Western Australia will fully decriminalise abortion under landmark legislation introduced to parliament today.
The changes will mean abortion falls under existing health legislation, instead of the Criminal Code.
WA Premier Roger Cook labelled the state’s abortion legislation “outdated”, saying the 25-year-old laws “no longer meet the needs of Western Australians”.
Western Australia is the last state or territory to fully decriminalise abortion in Australia.
Is abortion legal in Western Australia?
Yes. Abortions can be performed in all Australian jurisdictions up to a certain point in pregnancy. In Western Australia, that threshold is currently 20 weeks gestation.
During that period, a doctor is required to offer counselling to their patient before performing a termination.
After 20 weeks, an abortion is only available if the patient or foetus has a severe health condition. In such cases, a ministerially appointed panel need to approve the procedure.
How are abortion laws changing in Western Australia?
Alongside decriminalising the procedure, Western Australia will increase the gestational limit for abortion to 23 weeks.
The state will also reduce the number of health practitioners required to be involved in an abortion (from two to one). It will also abolish the need for a panel to approve later-term abortions. The counselling provision will also be removed.

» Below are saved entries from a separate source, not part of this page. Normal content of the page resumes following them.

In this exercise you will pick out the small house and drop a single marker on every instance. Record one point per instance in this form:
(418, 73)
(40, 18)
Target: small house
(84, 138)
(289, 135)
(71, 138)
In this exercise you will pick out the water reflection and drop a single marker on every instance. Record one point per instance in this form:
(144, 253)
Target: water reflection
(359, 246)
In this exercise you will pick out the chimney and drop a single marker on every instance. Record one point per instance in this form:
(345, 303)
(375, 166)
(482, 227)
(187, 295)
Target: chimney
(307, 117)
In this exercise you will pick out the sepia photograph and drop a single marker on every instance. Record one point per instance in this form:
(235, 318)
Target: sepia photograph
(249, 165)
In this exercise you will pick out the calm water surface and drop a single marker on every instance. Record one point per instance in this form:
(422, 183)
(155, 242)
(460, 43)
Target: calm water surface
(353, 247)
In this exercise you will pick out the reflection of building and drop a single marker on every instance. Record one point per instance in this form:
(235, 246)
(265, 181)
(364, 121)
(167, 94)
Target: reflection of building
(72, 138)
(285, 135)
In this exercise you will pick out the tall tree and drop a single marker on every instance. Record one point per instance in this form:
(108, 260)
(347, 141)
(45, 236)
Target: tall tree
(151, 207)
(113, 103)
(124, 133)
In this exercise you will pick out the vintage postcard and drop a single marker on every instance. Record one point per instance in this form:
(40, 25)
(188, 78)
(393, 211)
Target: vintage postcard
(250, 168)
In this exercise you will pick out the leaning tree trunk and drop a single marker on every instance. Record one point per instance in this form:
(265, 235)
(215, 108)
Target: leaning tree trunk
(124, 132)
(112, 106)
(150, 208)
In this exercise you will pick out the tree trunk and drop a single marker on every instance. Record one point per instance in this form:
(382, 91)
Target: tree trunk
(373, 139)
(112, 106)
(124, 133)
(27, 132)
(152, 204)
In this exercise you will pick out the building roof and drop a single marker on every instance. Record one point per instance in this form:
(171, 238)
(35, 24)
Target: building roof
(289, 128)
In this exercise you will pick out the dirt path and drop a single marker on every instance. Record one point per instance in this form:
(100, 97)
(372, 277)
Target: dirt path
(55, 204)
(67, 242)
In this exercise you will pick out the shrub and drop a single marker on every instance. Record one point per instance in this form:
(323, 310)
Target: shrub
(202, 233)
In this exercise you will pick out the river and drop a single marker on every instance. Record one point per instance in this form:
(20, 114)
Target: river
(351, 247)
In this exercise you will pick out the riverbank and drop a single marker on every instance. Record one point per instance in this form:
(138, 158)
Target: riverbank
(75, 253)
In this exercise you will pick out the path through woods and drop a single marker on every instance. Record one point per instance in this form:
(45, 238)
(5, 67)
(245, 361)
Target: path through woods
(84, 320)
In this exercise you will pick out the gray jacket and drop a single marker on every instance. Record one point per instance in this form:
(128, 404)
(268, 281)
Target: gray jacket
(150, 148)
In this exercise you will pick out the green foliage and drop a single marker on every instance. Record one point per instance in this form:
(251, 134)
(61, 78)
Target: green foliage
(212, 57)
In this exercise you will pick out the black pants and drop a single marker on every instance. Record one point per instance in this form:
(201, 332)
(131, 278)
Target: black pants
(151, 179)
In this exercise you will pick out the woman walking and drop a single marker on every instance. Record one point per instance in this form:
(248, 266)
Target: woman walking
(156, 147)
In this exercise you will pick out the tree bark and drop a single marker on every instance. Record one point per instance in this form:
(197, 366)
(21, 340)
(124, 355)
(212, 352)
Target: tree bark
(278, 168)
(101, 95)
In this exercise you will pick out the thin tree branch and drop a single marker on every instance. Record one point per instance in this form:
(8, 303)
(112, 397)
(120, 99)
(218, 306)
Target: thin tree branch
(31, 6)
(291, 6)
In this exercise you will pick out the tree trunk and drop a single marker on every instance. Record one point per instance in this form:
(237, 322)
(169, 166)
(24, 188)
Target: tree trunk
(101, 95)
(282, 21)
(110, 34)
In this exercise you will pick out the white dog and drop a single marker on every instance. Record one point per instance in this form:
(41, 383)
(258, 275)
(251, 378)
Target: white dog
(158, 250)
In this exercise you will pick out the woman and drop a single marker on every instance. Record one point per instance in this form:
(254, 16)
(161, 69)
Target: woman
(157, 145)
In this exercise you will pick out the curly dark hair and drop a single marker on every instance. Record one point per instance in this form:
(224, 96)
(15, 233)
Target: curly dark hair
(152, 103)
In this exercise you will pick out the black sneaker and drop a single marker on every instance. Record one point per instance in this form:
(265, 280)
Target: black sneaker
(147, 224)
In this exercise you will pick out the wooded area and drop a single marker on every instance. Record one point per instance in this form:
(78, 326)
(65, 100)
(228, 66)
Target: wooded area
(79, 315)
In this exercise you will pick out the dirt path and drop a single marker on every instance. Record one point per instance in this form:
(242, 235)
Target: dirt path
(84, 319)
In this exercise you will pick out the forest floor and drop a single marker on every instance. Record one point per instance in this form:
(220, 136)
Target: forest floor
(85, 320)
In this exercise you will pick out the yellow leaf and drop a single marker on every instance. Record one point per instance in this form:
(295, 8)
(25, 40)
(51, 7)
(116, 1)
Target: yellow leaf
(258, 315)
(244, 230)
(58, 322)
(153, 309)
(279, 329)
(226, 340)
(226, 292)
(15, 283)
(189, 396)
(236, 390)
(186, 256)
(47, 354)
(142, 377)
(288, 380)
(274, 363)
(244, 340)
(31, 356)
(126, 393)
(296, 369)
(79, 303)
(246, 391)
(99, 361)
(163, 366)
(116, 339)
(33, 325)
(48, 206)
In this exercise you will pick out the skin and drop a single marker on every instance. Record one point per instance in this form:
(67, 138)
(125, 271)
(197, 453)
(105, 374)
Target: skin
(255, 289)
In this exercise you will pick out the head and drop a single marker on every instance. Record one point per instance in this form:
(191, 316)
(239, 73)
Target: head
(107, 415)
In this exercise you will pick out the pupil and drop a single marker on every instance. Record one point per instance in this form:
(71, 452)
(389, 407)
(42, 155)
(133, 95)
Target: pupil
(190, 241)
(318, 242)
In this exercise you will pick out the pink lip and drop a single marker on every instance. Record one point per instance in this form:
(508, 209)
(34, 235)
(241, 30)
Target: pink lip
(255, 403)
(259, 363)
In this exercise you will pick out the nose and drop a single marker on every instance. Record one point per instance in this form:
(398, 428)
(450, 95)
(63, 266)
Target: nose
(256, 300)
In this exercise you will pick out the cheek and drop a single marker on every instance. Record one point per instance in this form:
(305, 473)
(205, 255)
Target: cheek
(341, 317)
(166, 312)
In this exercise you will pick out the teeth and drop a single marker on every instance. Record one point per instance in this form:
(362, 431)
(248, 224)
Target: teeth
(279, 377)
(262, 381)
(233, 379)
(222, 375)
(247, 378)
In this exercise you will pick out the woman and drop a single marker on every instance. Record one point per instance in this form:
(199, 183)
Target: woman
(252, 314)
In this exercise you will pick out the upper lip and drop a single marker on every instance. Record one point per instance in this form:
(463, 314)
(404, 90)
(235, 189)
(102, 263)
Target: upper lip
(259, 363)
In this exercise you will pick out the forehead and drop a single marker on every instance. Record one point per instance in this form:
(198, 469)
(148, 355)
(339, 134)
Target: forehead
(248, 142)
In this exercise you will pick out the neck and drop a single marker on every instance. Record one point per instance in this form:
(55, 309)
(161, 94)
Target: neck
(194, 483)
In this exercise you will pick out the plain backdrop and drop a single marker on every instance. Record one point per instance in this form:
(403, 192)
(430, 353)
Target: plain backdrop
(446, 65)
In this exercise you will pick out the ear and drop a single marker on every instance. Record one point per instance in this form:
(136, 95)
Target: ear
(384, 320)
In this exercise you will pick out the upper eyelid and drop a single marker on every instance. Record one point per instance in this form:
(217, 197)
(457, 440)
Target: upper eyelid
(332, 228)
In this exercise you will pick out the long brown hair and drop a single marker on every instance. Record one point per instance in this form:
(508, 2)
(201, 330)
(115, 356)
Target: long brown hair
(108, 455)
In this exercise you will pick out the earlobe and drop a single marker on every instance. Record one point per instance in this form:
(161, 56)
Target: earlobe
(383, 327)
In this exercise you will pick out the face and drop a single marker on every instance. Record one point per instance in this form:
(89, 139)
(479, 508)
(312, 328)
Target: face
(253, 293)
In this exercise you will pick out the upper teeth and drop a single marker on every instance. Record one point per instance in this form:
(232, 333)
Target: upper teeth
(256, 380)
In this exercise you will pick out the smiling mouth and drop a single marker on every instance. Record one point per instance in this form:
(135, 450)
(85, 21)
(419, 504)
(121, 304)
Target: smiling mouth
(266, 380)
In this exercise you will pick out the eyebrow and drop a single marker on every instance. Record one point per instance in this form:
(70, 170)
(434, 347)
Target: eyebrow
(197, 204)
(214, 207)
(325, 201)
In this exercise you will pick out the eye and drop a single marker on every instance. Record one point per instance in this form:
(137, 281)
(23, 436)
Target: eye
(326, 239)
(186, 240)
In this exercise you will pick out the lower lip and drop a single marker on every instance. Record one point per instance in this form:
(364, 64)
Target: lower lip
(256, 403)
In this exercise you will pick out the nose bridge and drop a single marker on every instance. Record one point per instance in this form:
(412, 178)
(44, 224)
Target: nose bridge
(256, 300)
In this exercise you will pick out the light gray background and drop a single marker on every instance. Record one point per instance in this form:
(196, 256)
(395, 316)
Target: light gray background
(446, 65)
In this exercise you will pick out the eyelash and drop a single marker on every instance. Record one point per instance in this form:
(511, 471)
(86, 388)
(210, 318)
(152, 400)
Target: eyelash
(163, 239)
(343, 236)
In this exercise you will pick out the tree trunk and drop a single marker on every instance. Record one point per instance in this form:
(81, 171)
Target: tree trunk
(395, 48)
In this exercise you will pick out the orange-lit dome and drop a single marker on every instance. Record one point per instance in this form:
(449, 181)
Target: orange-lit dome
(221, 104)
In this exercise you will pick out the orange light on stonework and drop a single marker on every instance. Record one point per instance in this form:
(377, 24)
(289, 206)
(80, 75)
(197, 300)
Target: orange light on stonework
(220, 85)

A health practitioner can maintain the right to object to an abortion but they’ll have to transfer the patient’s care to an alternative provider.
“It is unacceptable that WA women face greater barriers in accessing what is a critical health care service,” said Premier Cook.
“The introduction of these historic reforms to Parliament is a significant moment for women in this state, who deserve fair, equal and timely access to legal medical services.”
The Labor Party has a majority in both houses of WA parliament, meaning the bill is expected to pass.